Captain Weber was turning away. “Phillips,” he said, as he did so, “you have a wife and children over yonder—what do you think they will say when they hear of your being hung as a mutineer?”

The taunt was too much for him. With a howl of rage, the drunken sailor raised his pistol, and the muzzle was within a foot of the old seaman’s head, as he pulled the trigger. Standing tall and erect, with a smile of withering scorn on his features as the report rang out, Captain Weber seemed for a moment unhurt; then, with a reel like that of a drunken man, he fell, close to the spot where Hughes lay, Isabel kneeling beside him. The ball had struck him on the temple, and he was dead before he touched the planks, his head hanging over the side, and his long white hair washing to and fro in the sea as the raft rose on the swell.

Uttering a wild savage shout, the drunken sailor sprang over the corpse, followed by his comrades in crime. The rubicon of blood was indeed past. Another instant, and the scanty band, now greatly reduced in numbers, would be swept from the raft.
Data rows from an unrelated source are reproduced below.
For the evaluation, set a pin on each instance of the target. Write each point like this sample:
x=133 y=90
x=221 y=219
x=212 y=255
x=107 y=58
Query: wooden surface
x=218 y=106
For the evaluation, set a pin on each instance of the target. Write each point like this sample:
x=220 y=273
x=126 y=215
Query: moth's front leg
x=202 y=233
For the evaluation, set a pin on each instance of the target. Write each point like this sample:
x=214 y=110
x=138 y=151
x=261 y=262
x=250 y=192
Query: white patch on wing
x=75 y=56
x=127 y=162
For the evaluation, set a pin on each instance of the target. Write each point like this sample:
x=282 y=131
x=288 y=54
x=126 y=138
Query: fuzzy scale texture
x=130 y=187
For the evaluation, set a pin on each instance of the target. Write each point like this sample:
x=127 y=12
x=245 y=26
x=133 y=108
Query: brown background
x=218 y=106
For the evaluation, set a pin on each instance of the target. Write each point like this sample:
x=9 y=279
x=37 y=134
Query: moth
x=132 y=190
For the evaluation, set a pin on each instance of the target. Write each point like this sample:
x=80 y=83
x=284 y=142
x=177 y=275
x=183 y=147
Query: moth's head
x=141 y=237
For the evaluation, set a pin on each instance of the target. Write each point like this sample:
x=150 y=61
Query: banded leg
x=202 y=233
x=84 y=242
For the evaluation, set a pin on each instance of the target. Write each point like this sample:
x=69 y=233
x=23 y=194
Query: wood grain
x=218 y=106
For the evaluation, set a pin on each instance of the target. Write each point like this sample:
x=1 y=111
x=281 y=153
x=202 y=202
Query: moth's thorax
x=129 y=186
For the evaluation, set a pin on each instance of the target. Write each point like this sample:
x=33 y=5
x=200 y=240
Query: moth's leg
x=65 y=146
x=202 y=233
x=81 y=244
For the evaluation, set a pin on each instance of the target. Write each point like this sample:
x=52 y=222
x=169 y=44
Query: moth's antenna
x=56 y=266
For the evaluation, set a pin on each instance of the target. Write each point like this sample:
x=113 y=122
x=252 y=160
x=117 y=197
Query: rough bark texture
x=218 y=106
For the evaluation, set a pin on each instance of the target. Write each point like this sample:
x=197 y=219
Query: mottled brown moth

The shouts and execrations of the seamen, maddened as they were with fiery spirit, rang over the calm, quiet sea, as, swinging his clubbed musket round his head, Mr Lowe, now the senior officer present, met the mutineers half way. Phillips, with a deep oath, again fired, as the mate struck the ruffian with all the power rage could give to a muscular arm, knocking him off the raft with the force of the blow. Once more the swish of the water was heard, as the sea around boiled into foam. The senseless body was tossed to and fro like a cork, half a dozen huge fins appearing above the water. Suddenly it was drawn down, reappeared, and then the wave was red with blood, as the sharks tore their prey piecemeal.

“Come on, ye ruffians, and meet your doom!” yelled the triumphant mate; but hardly had the words passed his lips when a dull heavy report came booming over the ocean.

A deep dead silence ensued, then a wild cheer burst from the mate’s breast.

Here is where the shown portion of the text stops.